CADmium: Fine-Tuning Code Language Models for Text-Driven Sequential CAD Design

This repository implements the paper "CADmium: Fine-Tuning Code Language Models for Text-Driven Sequential CAD Design".

💾 Models and Datasets

All fine-tuned models and datasets are available on the Hugging Face Hub under the CRL-CADmium organization.

Models

Datasets

🚀 Quick Setup

Ensure Anaconda (or Miniconda) is installed. From the project root directory, run the following to create the environment and install dependencies:

conda deactivate
conda create --prefix=venv python=3.11 -y
conda activate venv 
# Note: If 'conda activate venv' doesn't target the local './venv' directory, 
# you might need to use 'conda activate ./venv' instead.
conda install -c conda-forge pythonocc-core -y
pip install -r requirements.txt
pip install -e .

This sequence sets up a local Conda environment in the venv subdirectory, activates it, and installs all required packages, including the project itself in editable mode.

🔠 Tokenizing the Dataset

To process and tokenize the dataset:

Prerequisites:
- Successful environment setup (see above).
- Raw dataset (e.g., cadmium_ds) located in data/cadmium_ds.
Run the tokenization script from the project root directory:
```
python cadmium/src/tokenize_dataset.py
```
Output: The script saves tokenized data into three Parquet files (train, validation, test splits) in the data/ folder (e.g., data/train_json_qwen_tokenized.parquet).

🏋️ Training the Model

To train the model with the default configuration:

torchrun --nproc_per_node=4 cadmium/src/train.py --config-name train

The training configuration is defined in cadmium/config/train.yaml.
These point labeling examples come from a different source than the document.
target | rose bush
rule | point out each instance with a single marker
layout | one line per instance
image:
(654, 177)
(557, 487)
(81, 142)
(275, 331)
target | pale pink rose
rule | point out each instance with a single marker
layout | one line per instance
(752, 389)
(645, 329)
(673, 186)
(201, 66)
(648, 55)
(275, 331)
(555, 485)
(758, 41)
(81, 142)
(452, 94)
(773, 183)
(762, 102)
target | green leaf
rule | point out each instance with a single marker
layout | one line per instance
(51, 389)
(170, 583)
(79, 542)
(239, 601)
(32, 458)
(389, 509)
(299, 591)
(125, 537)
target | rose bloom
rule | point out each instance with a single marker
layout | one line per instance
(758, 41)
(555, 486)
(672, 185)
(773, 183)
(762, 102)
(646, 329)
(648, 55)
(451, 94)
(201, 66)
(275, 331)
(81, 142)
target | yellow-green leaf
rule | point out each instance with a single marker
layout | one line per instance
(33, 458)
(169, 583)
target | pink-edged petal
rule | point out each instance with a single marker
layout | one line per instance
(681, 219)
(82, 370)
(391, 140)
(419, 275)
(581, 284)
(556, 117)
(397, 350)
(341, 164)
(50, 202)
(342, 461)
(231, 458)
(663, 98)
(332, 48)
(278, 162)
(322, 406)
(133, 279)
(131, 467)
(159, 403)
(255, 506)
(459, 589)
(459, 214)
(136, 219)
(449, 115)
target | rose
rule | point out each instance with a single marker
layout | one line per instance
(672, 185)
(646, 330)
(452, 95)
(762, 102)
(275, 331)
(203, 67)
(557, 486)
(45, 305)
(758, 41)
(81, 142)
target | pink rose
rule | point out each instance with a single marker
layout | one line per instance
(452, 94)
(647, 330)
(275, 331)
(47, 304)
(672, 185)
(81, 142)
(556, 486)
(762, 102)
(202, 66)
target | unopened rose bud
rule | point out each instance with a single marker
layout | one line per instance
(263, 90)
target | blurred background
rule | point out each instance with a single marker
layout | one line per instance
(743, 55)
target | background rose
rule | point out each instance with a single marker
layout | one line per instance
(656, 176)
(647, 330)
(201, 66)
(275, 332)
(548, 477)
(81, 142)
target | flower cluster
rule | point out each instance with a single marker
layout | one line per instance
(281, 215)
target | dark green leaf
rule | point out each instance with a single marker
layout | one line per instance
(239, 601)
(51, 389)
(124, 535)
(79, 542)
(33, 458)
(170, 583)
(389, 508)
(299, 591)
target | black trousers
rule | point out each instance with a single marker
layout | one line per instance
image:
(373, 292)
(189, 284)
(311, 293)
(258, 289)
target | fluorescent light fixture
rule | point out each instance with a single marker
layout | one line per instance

By default, this setup is optimized for 4 GPUs using Fully Sharded Data Parallel (FSDP).

Adjusting for Fewer GPUs:

Remove FSDP: Comment out or remove the fsdp_config block in the YAML file
Maintain Effective Batch Size: The original configuration uses per_device_batch_size=4 with 4 GPUs (total batch size=16). To replicate this on fewer devices:
- Single GPU: Set per_device_batch_size=16 or increase gradient_accumulation_steps=4 (with per_device_batch_size=4)
- Intermediate GPUs: Adjust proportionally (e.g., 2 GPUs → per_device_batch_size=8 or gradient_accumulation_steps=2)
Here's the enriched README with clear prediction instructions and device flexibility:

🔮 Generating Predictions

To run inference with a trained model:

torchrun --nproc_per_node=N cadmium/src/predict.py --config-name predict

Where N is the number of GPUs to use.

It works with 1+ GPUs without code changes
Predictions are saved in data/results/ with:
- Individual JSON files per sample when using save_per_batch=True
- Consolidated CSV results after all batches complete
Modify cadmium/config/predict.yaml to adjust:
- Batch size (eval.batch_size)
- Generation parameters (temperature, top-p, etc.)
- Output directory paths

🏷️ Data Annotation

This process uses GPT-4.1 via the OpenAI API to generate natural language descriptions for CAD modeling sequences. We utilize minimal JSONs representations and Blender renders from the Text2CAD Hugging Face dataset:

First of all, you need to download and extract renders and minimal jsons:

# Create directory structure
mkdir -p data/text2cad_v1.1/{rgb_images,jsons}

# RGB Images
python -c "
from huggingface_hub import snapshot_download
snapshot_download(
    repo_id='SadilKhan/Text2CAD',
    allow_patterns='text2cad_v1.1/misc/rgb_images/*.zip',
    local_dir='data/text2cad_v1.1/rgb_images',
    repo_type='dataset'
)"
unzip data/text2cad_v1.1/rgb_images/text2cad_v1.1/misc/rgb_images/\*.zip -d data/text2cad_v1.1/rgb_images

# Minimal JSON Descriptions
python -c "
from huggingface_hub import hf_hub_download
hf_hub_download(
    repo_id='SadilKhan/Text2CAD',
    filename='text2cad_v1.1/misc/minimal_json/minimal_json_0000_0099.zip',
    local_dir='data/text2cad_v1.1/jsons',
    repo_type='dataset'
)"
unzip data/text2cad_v1.1/jsons/minimal_json_0000_0099.zip -d data/text2cad_v1.1/jsons

# Cleanup zip files
rm -rf data/text2cad_v1.1/{rgb_images,jsons}/text2cad_v1.1

Than, configure API access:

echo "OPENAI_API_KEY=your-key-here" > .env

And finally, run the annotation:

N_SPLITS=4  # Match to available CPU cores
for IDX in $(seq 0 $((N_SPLITS-1))); do
    python cadmium/src/annotate.py +n_splits=$N_SPLITS +idx_split=$IDX &
done
wait

⚙️ Metric Calculations

To compute the metrics for the reconstructed samples, the first step is to copy the generated JSON content of each sample present in results.csv in the results/ folder into a separate file. To perform this, run the command below.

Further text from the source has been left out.